|Though the goal of absolute equality may be impossible to realize, we learn from Yachatz that is it incumbent upon us to strive for equality.|
The Jewish Social Policy Action Network has released its annual Haggadah Supplement for 2014, titled A Passage to Equality. The theme is overcoming inequality of opportunity.
Assembled and edited by three lawyers — Stephen Sussman, Jeffrey Pasek and Ken Myers — the Supplement addresses the Passover as a passage from slavery to equality, and seeks to provide additional relevance to the story with modern prayers and readings. The readings take up the meaning of Zdakah, how we address poverty and economic inequality as a society, women’s rights issues, and other modern conditions that impact lives. The Haggadah Supplement provides fresh ideas and opportunities for discussion during the Seder.
The Supplement is a 12-page booklet, including photos. Download it as a pdf file for viewing or printing.

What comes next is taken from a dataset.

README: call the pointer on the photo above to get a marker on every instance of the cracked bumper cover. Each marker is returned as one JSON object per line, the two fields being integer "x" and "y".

Each year, the Jewish Social Policy Action Network develops issue oriented material each year you can use to enrich your seder. Supplements to the traditional Haggadah relate the biblical story of the Exodus to current events and issues.
- The 2013 Haggadah Supplement is entitled Welcoming the Stranger to the Land. We were immigrants in Egypt. And we have been immigrants many times since then, until we achieved citizenship on American soil. The Seder is a time to reflect on our experience and the plight of others who have not yet achieved their freedoms here.
- The 2012 Freedom Supplement celebrates emerging freedom movements around the world with poems, texts and prayers. Editors Stephen C. Sussman Esq. and Kenneth R. Myers Esq. have drawn from far-ranging sources, from Lord Byron to Tibet. Each of the readings includes suggestions keying it into the traditional Seder service.
- In 2011 the JSPAN Supplement, This is the bread of poverty, brought the focus to hunger here and around the world. The 2012 “Freedom Seder” takes up the human longing for freedom that is spreading around the globe, and concludes with four resolutions that we as American Jews can meaningfully adopt.
- In 2010 JSPAN released its first Supplement, entitled We were strangers, on the theme of immigration in history and in the United States.